Phil is famously scared of heights, latterly and powerfully illustrated in Petra, Jordan (see illustration to the right) where he had to be physically prised off a rock on a particularly vertiginous ledge by not only a Jordanian guide but by two bemused Bedouin women and a very discombobulated Andrew.
But Andrew too can readily succumb to the jitters, being prone to an attack of the vapours when ever anyone says “approximate running time”, “unreserved seating”, “theatre-in-the-round”, “Pinter revival” or “last orders”.
So given the everyday anxieties of life as a Whinger, stories of theatregoers running from the theatre during performances of Terror 2009, Theatre of Horror and Grand Guignol at the Southwark Playhouse were of relatively little concern.

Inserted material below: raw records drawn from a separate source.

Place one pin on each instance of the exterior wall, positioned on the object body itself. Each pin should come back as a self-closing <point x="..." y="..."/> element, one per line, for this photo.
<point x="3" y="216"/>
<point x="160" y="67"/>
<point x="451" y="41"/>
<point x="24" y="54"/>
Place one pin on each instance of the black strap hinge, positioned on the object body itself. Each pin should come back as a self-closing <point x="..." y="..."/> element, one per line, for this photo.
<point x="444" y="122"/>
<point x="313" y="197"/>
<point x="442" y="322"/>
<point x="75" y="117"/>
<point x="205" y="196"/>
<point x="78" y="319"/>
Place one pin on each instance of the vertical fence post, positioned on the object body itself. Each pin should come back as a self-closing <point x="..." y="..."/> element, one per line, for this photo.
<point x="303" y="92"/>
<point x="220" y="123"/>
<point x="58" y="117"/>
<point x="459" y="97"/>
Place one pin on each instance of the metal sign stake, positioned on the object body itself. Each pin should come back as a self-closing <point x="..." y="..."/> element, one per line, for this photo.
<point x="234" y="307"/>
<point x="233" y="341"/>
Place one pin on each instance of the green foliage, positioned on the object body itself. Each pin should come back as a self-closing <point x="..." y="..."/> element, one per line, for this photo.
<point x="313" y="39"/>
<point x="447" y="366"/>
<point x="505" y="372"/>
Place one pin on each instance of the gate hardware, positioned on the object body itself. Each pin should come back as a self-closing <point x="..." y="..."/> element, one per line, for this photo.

Like Miniaturists, the annual Terror event could have been devised with the Whingers in mind: people with short attention spans and low boredom thresholds can hold their heads up high here. In two hours and 20 minutes you get four short plays by Lucy Kirkwood, Mark Ravenhill (who also performs his), Anthony Neilson and Neil LaBute plus some amusing bits of business before and between them including a masterful reminder to switch off your mobile phones and a delightful entr’acte by Sarah-Louise Young (this Sarah-Louise Young not this Sarah-Louise Young, we presume) . In a change to normal theatre bar practice Phil was actually served at the bar by one of the directors and we sincerely hope this conviviality spreads to the West End and subsidised theatres very soon.
The Whingers had deliberately avoided reading anything about Terror 2009 so as to derive the maximum shock factor and they weren’t disappointed so we won’t give away too much . We’ll just say that Kirkwood’s is perhaps the most traditional genre piece (and elicited a genuine scream from an audience member for its trouble) and is absolutely brilliantly staged. Ravenhill’s is the most linguistic and he makes a good fist of presenting it too. Neilson’s is the least horrific but the most real-play-like and features a wonderfully brash performance by Trudi Jackson. All three pieces are delivered in a spirit of playfulness which ends – very abruptly – with Mister LaBute’s Some White Chick which propels the audience full pelt into a brick wall of realism, rebuking them sharply for having enjoyed the foregoing Grand Guignol titillations.
Was that fair? Was that right? The Whingers had a good old debate about it in the (very reasonably priced) bar afterwards. After a few drinks, their initial deflation at Mister LaBute having rather spitefully punctured their evening gave way to grudging acceptance and eventually they decided to bury the hatchet and deem the entire evening a great success.
Highly recommended but hurry because it closes on Saturday (24th October) for some strange reason, long before hallowe’en. We hear Southwark Playhouse is planning a panto next June.